Rocking tension out of your pelvis can help your lower back feel better.
- Stand with your back to a wall, feet shoulder width apart, heels against the baseboard.
- Your bottom, head and shoulder blades should be touching the wall. Your lower back will not.
- Rock your pelvis so your lower back presses into the wall.
- Rock it back to the starting position.
- Repeat 5 times.
The standing trunk extension takes the pressure off your lumbar spine.
- Stand tall with your feet directly beneath your shoulders.
- Place your palms on your pelvis, fingers pointing down.
- Press your hands into the pelvis as you lean back and arch your lower back.
- Hold for as long as you are comfortable and come back slowly.
- Repeat as needed
Like these other stretches to help back pain, this one gets your body moving in subtle ways that increase blood flow and warm up the lower back.

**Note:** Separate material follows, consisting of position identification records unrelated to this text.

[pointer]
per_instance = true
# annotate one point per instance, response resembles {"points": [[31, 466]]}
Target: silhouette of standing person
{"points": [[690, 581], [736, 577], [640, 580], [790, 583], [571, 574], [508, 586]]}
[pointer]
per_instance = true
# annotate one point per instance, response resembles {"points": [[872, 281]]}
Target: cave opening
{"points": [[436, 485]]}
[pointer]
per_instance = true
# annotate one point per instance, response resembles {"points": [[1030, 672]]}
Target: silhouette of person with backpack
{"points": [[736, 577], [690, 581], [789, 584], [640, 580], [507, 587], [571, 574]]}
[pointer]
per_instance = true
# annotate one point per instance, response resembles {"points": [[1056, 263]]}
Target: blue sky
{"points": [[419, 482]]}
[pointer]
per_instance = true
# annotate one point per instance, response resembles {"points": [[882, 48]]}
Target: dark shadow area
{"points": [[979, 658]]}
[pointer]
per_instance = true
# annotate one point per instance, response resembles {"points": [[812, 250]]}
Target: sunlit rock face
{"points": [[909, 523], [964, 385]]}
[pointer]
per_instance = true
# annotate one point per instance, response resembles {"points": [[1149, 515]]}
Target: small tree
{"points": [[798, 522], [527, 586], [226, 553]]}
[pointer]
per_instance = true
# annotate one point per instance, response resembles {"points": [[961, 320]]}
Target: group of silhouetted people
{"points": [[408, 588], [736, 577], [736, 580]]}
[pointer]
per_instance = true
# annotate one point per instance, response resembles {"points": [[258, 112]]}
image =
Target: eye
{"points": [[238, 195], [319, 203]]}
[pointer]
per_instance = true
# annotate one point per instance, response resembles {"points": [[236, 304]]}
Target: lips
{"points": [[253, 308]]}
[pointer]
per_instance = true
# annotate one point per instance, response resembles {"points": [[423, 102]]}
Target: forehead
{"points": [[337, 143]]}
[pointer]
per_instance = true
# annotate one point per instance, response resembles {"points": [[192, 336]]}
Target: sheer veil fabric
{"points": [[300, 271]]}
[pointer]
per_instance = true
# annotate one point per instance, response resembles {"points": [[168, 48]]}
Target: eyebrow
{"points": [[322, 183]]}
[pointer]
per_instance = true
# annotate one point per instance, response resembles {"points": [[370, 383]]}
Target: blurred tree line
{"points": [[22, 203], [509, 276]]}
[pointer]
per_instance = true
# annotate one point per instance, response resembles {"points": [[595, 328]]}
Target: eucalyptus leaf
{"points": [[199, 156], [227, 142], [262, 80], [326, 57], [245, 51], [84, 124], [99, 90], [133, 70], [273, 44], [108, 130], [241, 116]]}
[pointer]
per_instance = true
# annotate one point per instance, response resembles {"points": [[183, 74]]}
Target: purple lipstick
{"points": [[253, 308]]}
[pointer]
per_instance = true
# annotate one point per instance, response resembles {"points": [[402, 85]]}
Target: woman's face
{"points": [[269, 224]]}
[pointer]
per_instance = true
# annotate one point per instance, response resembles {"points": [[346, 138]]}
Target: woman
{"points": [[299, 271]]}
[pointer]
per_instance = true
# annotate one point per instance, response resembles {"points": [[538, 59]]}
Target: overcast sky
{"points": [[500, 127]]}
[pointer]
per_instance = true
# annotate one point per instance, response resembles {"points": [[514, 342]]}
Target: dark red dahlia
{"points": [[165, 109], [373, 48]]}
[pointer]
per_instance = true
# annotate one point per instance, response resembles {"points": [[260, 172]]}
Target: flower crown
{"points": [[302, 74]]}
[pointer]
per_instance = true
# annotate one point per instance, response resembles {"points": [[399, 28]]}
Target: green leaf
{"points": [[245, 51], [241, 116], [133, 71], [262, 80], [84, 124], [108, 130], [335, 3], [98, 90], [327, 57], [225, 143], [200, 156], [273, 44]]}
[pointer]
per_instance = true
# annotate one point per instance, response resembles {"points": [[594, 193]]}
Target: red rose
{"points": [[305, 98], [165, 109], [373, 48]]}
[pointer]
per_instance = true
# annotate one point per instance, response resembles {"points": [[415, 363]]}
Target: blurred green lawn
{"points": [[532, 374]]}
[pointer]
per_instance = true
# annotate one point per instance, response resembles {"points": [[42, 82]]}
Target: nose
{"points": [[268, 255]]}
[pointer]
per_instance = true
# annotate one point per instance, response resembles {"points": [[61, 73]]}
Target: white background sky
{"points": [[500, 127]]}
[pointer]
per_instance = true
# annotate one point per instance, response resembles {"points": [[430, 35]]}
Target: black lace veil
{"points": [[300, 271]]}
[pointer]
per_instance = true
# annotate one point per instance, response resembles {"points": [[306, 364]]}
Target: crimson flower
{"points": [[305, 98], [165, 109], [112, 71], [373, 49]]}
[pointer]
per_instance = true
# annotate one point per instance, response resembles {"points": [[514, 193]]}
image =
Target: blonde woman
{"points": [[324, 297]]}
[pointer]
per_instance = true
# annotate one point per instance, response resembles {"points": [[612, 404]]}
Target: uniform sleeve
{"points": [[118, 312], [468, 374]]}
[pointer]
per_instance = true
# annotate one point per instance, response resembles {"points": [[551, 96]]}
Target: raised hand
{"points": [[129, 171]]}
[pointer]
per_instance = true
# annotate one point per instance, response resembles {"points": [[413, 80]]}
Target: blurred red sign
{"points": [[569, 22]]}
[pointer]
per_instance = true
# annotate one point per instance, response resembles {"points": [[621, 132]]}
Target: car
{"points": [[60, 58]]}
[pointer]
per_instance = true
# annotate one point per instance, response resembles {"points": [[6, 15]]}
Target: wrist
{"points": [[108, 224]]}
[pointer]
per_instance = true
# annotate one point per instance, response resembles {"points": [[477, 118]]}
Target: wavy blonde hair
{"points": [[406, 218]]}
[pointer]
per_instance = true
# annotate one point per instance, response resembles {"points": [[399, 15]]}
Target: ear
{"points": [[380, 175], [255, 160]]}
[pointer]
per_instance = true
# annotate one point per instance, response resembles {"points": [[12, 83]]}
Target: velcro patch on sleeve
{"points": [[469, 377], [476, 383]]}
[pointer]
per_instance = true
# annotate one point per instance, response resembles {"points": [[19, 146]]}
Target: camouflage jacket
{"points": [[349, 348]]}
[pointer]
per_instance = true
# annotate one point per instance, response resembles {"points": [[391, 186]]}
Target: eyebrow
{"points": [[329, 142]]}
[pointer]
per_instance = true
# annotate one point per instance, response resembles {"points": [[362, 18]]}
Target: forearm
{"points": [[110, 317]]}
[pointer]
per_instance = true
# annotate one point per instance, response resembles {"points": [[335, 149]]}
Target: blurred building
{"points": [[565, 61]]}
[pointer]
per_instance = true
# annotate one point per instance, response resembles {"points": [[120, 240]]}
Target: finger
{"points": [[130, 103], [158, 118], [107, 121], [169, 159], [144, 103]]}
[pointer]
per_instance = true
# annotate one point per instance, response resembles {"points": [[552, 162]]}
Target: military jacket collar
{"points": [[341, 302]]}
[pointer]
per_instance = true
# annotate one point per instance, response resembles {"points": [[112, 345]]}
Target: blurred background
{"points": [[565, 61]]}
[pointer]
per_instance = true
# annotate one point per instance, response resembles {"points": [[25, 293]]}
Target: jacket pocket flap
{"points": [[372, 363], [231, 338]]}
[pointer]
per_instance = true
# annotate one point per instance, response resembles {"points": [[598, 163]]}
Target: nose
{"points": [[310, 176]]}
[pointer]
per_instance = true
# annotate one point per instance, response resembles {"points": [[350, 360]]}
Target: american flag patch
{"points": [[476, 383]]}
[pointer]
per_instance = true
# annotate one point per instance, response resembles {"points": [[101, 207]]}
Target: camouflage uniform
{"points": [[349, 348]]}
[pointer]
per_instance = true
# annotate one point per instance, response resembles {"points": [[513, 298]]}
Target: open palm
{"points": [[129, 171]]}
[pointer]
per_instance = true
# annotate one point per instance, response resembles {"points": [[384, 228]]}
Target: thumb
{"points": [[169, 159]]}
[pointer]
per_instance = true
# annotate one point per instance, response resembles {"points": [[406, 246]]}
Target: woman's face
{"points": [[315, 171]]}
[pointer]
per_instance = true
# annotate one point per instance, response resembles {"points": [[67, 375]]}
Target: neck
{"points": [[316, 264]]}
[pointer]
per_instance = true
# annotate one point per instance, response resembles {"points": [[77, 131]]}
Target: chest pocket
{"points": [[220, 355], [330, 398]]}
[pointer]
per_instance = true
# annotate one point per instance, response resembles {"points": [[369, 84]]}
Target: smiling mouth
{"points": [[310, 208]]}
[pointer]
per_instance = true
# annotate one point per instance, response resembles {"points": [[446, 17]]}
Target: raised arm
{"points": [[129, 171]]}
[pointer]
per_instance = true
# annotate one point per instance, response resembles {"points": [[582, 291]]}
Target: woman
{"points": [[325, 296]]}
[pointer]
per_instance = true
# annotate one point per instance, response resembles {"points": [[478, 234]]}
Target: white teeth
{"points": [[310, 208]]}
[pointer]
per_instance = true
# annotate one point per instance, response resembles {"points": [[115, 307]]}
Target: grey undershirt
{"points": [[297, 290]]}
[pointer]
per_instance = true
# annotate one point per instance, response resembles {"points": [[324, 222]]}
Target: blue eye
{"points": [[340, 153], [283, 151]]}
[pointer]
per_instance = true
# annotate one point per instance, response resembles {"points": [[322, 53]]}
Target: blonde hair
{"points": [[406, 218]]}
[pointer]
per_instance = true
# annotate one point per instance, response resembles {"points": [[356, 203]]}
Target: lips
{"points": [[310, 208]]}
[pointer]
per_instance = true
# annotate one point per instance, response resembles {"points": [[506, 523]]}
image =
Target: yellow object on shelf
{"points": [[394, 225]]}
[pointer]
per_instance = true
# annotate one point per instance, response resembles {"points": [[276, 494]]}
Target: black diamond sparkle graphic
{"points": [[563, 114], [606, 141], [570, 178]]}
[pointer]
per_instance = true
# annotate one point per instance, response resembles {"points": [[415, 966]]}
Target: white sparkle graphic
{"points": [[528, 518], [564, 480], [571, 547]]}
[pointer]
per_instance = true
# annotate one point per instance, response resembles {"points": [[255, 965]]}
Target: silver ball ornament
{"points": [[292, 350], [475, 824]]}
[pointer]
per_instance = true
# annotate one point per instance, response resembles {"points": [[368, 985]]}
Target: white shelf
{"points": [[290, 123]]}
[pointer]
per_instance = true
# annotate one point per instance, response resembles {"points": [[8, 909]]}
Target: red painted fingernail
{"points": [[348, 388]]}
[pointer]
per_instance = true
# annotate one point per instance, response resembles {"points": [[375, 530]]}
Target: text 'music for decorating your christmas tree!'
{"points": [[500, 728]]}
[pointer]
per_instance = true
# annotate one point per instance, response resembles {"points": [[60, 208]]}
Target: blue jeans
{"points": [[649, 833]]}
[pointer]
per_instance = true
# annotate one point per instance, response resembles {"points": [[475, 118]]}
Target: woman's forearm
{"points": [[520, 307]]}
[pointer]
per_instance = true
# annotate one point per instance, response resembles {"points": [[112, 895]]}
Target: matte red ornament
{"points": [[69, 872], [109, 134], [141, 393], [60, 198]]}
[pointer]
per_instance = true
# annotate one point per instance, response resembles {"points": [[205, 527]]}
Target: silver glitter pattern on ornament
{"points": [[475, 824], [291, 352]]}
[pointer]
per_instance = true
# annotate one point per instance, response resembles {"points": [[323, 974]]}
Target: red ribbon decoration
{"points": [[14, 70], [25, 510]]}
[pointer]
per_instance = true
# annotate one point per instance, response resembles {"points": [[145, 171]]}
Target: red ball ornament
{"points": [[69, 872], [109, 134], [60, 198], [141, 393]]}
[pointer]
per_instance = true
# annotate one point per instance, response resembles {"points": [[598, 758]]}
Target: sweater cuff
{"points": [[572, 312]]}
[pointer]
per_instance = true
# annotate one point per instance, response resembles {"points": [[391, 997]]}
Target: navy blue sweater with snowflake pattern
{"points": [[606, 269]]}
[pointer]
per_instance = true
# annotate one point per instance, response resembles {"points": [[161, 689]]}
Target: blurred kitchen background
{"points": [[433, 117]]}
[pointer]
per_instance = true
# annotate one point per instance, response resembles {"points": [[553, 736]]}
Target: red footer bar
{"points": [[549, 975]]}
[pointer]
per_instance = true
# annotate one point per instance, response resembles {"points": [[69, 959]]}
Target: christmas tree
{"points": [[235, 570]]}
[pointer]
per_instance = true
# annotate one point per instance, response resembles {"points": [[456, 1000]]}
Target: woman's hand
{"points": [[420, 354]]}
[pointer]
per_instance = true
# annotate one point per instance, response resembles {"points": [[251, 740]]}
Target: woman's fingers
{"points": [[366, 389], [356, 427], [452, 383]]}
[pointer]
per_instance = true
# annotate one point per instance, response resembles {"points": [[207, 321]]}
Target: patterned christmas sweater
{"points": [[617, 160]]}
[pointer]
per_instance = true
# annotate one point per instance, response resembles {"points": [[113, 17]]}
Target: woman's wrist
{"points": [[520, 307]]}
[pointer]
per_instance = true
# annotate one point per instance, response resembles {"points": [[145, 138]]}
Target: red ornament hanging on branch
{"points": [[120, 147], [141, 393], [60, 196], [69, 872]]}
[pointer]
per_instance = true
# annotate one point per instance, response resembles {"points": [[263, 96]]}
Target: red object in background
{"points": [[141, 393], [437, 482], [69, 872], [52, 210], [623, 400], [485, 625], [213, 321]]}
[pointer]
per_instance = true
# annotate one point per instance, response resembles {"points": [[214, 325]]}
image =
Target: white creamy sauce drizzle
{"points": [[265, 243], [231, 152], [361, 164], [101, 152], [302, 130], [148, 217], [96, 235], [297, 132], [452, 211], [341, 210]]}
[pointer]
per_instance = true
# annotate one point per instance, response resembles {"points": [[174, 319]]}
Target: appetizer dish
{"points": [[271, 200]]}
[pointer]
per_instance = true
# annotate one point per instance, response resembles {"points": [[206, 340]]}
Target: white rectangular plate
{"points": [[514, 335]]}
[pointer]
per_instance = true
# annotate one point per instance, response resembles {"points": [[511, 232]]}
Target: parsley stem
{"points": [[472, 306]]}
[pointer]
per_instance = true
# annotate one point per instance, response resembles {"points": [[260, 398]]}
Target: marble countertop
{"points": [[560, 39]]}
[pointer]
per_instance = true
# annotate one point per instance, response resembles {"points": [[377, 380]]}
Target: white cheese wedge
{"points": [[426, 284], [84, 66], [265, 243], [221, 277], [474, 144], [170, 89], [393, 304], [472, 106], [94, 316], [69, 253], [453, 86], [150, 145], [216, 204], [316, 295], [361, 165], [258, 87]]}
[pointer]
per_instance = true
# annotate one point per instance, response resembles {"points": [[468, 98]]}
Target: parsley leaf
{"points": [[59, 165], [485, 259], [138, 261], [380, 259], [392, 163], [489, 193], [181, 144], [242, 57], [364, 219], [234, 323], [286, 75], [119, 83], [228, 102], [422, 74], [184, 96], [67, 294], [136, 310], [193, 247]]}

- Sit up straight in a chair and lift one leg, knee bent, grabbing the back of your thigh and slowly pulling it towards your chest. Do not lean forward.
- Hold for 30 seconds.
- Release the leg gently back to where you started.
- Repeat on the other side.
Keyhole Hip Stretch
One cause of lower back pain is tight hips; here's how to open them.
- Sit in a chair without arms and place both feet on the floor.
- Bring one leg up and place that ankle on your other knee letting the elevated knee fall outward. If your knee hurts, stop.
- Gently press the elevated knee toward the floor.
- Hold for as long as it feels good and repeat on other side.
Release the Hammies
Another cause of lower back pain is tight hamstrings. You can use a staircase for this exercise.
- Stand close to the wall on the first step facing upstairs, feet parallel and about 1-2 inches apart.
- Hold the banister.
- Slide one foot back so the ball of your foot is resting on the step and your heel is dangling.
- Press your heel toward the floor gently.
- Repeat on the other side.
- Try pressing down both heels at the same time.